Что касается меня, то, когда я узнал о сделанном мне предложении, моё сердце тут же переполнило то чувство решительного протеста, которое я испытал, ещё маленьким мальчиком выступая против Суллы на улицах. Исполнить волю того, кто убивал моих родственников и очернял память Мария, в таком личном вопросе казалось мне бесчестным. Кроме того, я был влюблён в свою жену. Поэтому, несмотря на то, что некоторые члены моей семьи и даже сама Корнелия, оставаясь до конца преданной и любящей женой, пусть даже она вела себя не совсем искренне, уговаривали меня сделать так, как приказал Сулла, у меня ни разу не возникло намерения подчиниться.

Было очевидно, что, поступая по-своему, я рисковал жизнью. Поэтому я поспешно собрал все деньги, которые мне удалось найти, тайно ночью покинул Рим и отправился в земли сабинов, на северо-восток от города. Здесь я провёл несколько недель, но и тут не чувствовал себя в безопасности. Даже в этой дикой стране бродили банды солдат Суллы, вылавливающие беглецов, и хотя в. некоторых деревнях и небольших городах у меня были друзья, на которых можно было положиться, в то время никто не был застрахован от предательства, даже в домах лучших друзей.

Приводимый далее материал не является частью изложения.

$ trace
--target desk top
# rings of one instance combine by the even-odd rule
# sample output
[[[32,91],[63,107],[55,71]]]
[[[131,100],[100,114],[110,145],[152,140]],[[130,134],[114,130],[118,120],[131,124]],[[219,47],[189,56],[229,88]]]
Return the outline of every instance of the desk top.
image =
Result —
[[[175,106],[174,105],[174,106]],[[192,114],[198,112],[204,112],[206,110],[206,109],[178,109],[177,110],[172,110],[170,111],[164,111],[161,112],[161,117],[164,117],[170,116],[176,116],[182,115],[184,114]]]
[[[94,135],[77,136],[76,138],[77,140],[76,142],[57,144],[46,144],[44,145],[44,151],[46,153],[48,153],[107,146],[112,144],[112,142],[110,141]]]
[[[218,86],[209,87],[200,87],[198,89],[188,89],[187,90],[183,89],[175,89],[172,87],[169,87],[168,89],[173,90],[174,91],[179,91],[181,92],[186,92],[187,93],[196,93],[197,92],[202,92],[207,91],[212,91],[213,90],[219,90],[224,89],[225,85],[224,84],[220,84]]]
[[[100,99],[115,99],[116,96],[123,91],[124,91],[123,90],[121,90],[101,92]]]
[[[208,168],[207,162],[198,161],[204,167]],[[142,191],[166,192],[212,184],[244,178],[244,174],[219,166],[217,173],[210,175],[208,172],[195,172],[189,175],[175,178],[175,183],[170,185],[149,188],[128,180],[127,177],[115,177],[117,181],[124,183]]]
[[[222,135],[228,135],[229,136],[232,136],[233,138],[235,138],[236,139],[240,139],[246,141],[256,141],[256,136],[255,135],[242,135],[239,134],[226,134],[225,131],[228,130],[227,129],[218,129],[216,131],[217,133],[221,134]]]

Никогда в жизни моё положение не было таким жалким, а будущее не казалось столь безнадёжным. Я получил новости из Рима о том, что отданы распоряжения о моём аресте, лишении жреческого сана и приданого Корнелии. Во всех этих мерах не было ничего удивительного, но когда я услышал о них, то вынужден был признать тот факт, который до этого старался не замечать, а именно, что в родной стране для меня не осталось никакой возможности проявить способности и выделиться. Единственное, на что я мог надеяться, это спасти свою жизнь, и для того, чтобы сделать это, должен был либо покинуть Италию, или, что казалось практически невероятным, вымолить прощение у Суллы.

Так случилось, что мои планы побега были нарушены из-за болезни. Вероятно, в большей степени она была вызвана нарушением моего психического равновесия, а не слабостью организма. Конечно, позже мне пришлось пережить куда более суровые испытания и трудности, чем в тот период моей жизни. Но какой бы ни была причина, в тот самый момент, когда мне так была необходима жизненная сила и энергия, я трясся в лихорадке и даже не мог стоять. Кроме того, я не мог получить необходимой медицинской помощи. Войска Суллы систематически прочёсывали весь район, так что, несмотря на то, что у меня были верные друзья, мне всё равно постоянно приходилось менять своё местонахождение, иногда даже дважды в день.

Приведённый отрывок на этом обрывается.